Alto temple interior
el de esta creadora que impone su reserva al íntimo vuelo que
acaso sea la clave de un especial orgullo inconfesado.
Tal vez lo que
salva a la obra de Dulce María de un cierto manierismo sea
la efervescencia subterránea que aflora suavemente en sus escritos.
Como un légamo húmedo y cálido donde florecen,
luminosas, las orquídeas de un especial lenguaje que a veces
nos remite a esencias juanramonianas. Tras la celosía que filtra
tamizado el sol hiriente de la tarde, la autora cubana nos sorprende,
en algunos paisajes, con la clarividente certeza de un desmoronamiento.

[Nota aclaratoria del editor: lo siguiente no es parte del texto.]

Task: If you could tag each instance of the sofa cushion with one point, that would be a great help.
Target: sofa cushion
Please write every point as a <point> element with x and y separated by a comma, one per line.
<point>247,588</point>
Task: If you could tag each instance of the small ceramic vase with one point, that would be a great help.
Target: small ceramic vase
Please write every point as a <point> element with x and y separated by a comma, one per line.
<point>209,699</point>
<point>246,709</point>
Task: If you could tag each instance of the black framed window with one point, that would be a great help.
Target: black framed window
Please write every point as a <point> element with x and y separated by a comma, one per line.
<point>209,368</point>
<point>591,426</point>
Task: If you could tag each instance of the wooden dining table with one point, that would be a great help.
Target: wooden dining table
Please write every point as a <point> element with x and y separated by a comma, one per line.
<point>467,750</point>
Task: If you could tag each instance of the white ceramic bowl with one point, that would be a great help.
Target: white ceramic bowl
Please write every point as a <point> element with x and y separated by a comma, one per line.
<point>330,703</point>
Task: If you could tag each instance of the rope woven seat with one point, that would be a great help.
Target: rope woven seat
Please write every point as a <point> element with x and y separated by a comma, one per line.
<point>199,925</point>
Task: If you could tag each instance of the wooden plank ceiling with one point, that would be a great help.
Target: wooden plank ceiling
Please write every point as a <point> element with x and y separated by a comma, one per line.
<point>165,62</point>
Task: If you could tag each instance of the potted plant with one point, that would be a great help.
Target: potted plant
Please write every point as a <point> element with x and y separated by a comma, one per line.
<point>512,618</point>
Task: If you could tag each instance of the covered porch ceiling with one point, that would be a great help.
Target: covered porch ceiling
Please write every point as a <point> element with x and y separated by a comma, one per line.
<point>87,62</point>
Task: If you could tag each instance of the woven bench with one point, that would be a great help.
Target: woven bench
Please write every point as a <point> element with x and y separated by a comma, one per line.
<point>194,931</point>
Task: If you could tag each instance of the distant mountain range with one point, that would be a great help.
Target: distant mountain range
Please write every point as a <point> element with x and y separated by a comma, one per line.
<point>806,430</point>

Es palpable sobre todo en el poema "Últimos días
de una casa" y en su novela lírica "Jardín"
"Hay un jardín que viene sobre el mundo, que derrumbará,
con el mortal abrazo de sus ramas, las casas de los hombres, con chimeneas,
con banderas, con luces, con mentiras…"
En el jardín
que invade los íntimos espacios está impreso el simbolismo
profético de una desaparición presentida: la desaparición
en su país de una clase social determinada.
Para ella es como
una alegoría de la muerte. En uno de sus párrafos afirma
que "el jardín es malo"; es, en cierta forma, la
visión anticipada de la vorágine de unos acontecimientos,
que en el tiempo en el cual se fraguó la obra, la escritora
estaba muy lejos de sospechar… (no olvidemos que la novela fue
escrita en 1928 cuando Dulce María contaba con 26 años).
Lenta o trágicamente
las sombras tutelares que pueblan ese espacio resguardado van desapareciendo.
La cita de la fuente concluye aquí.